Oxford Researchers Open-Source WhisperX: A Time-Precise Speech Recognition System With Word-Level Timestamps

Weakly supervised and unsupervised training approaches have shown outstanding performance in various audio processing tasks, including speech recognition, speaker recognition, speech separation, and keyword detection, thanks to the availability of large-scale online data sets. Oxford researchers developed a speech recognition system called Whisper that makes use of this extensive database on a larger scale. Using 125,000 hours of English translation data and 680,000 hours of noisy speech training data in an additional 96 languages, they demonstrate how weakly supervised pretraining of a simple codec transformer can successfully achieve multilingual speech transcription. zero trip at set reference points.

Most academic benchmarks are made up of short statements, but real-world applications such as meetings, podcasts, and videos typically require long-form audio transcription that can last for hours or minutes. Due to memory limitations, the transformer designs used for Automatic Speech Recognition (ASR) models avoid transcription of arbitrarily long input audio (up to 30 seconds in the case of Whisper). Recent research uses sliding window-style heuristic approaches, which are prone to errors due to audio overlap, which can cause inconsistent transcriptions when the model processes the same speech twice; and (ii) incomplete audio, where some words may be lost or incorrectly transcribed if they are at the beginning or end of the input segment.

Whisper suggests a buffered transcription method that relies on accurate timestamp prediction to set how much the input window should be shifted. Since timestamp errors in one window can add up to errors in successive windows, such a solution is vulnerable to significant deviation. They try to eliminate these errors using a variety of handcrafted heuristics, but their efforts are often unsuccessful. Whisper’s linked decoding, which uses a single encoder-decoder to decode transcripts and timestamps, is susceptible to standard problems with autoregressive language production, specifically hallucination and repetition. This disastrously affects buffered transcription of full-length activities and other timestamp-sensitive activities such as speaker diarization, lip reading, and audiovisual learning.
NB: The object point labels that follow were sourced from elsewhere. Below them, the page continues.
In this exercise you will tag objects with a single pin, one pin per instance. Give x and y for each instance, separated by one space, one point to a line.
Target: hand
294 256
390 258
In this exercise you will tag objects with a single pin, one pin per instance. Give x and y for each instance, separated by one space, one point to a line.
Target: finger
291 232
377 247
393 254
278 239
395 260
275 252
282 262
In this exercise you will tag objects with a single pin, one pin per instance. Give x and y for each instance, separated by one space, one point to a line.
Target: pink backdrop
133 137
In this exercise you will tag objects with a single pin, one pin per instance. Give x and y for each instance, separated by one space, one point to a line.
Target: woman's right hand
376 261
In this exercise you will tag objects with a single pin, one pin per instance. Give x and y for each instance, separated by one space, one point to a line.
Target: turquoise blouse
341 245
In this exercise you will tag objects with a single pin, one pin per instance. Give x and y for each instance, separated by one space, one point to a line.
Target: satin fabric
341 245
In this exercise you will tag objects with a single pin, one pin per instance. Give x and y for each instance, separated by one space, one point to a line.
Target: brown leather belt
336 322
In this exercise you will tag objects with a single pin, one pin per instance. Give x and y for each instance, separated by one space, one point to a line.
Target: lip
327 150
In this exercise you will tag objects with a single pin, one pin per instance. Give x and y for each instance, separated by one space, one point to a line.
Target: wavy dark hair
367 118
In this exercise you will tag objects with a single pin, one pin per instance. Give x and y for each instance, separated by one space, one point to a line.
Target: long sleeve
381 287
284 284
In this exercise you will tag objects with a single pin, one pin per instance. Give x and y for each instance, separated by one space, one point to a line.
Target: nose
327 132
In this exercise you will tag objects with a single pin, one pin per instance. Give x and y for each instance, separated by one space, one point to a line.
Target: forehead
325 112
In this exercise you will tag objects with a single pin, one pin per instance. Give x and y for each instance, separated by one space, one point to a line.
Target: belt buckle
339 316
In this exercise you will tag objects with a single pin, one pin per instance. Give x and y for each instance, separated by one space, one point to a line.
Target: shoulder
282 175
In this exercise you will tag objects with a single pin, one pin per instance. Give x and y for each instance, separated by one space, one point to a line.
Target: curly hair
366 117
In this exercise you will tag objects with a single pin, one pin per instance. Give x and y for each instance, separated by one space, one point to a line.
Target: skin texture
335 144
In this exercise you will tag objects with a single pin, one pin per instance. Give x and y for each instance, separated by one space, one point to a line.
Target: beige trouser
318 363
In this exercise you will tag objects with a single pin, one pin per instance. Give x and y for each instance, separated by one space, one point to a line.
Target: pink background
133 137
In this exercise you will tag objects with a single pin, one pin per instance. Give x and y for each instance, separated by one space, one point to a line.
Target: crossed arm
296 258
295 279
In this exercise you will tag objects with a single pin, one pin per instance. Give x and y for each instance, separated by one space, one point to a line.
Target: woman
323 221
Read our latest AI newsletter

According to the whisper paper, a significant part of the training corpus comprises incomplete data (audio transcript pairings without timestamp information), represented by the token |nottimestamps|>. When scaling on incomplete and noisy transcription data, speech transcription performance is inadvertently traded off by less accurate timestamp prediction. As a result, when employing add-on modules, transcription and speech must align precisely. There’s a ton of effort put into “force alignment,” which aligns the speech transcript with audio waveforms at the word or phoneme level. Acoustic phone models are often trained to use the Hidden Markov Model (HMM) framework and the byproduct of possible state alignments.

The timestamps of these words or phone numbers are often corrected by outer bounds correction models. Some recent studies use deep learning tactics for forced alignment, such as employing a two-way attention matrix or CTC segmentation with the end-to-end trained model due to the rapid growth of deep learning-based approaches. Combining a state-of-the-art ASR model with a simple phoneme recognition model, both prepared using large-scale, meaningful data sets, could result in further improvement.

To overcome these difficulties, they suggest WhisperX, a method for effective speech transcription of long-form audio with precise word-level timestamps. It includes three additional steps in addition to whisper transcription:

Pre-segmentation of input audio with an external voice activity detection (VAD) model.
Slice and merge the resulting VAD segments into approximately 30 second input chunks with caps on minimally active speech regions.
They force alignment with an external phoneme model to provide accurate word-level timestamps.

review the Paper and Github. All credit for this research goes to the researchers of this project. Also, don’t forget to join our 15k+ ML SubReddit, discord channeland electronic newsletterwhere we share the latest AI research news, exciting AI projects, and more.

Aneesh Tickoo is a consulting intern at MarktechPost. She is currently pursuing her bachelor’s degree in Information Science and Artificial Intelligence at the Indian Institute of Technology (IIT), Bhilai. She spends most of her time working on projects aimed at harnessing the power of machine learning. Her research interest is image processing and she is passionate about creating solutions around her. She loves connecting with people and collaborating on interesting projects.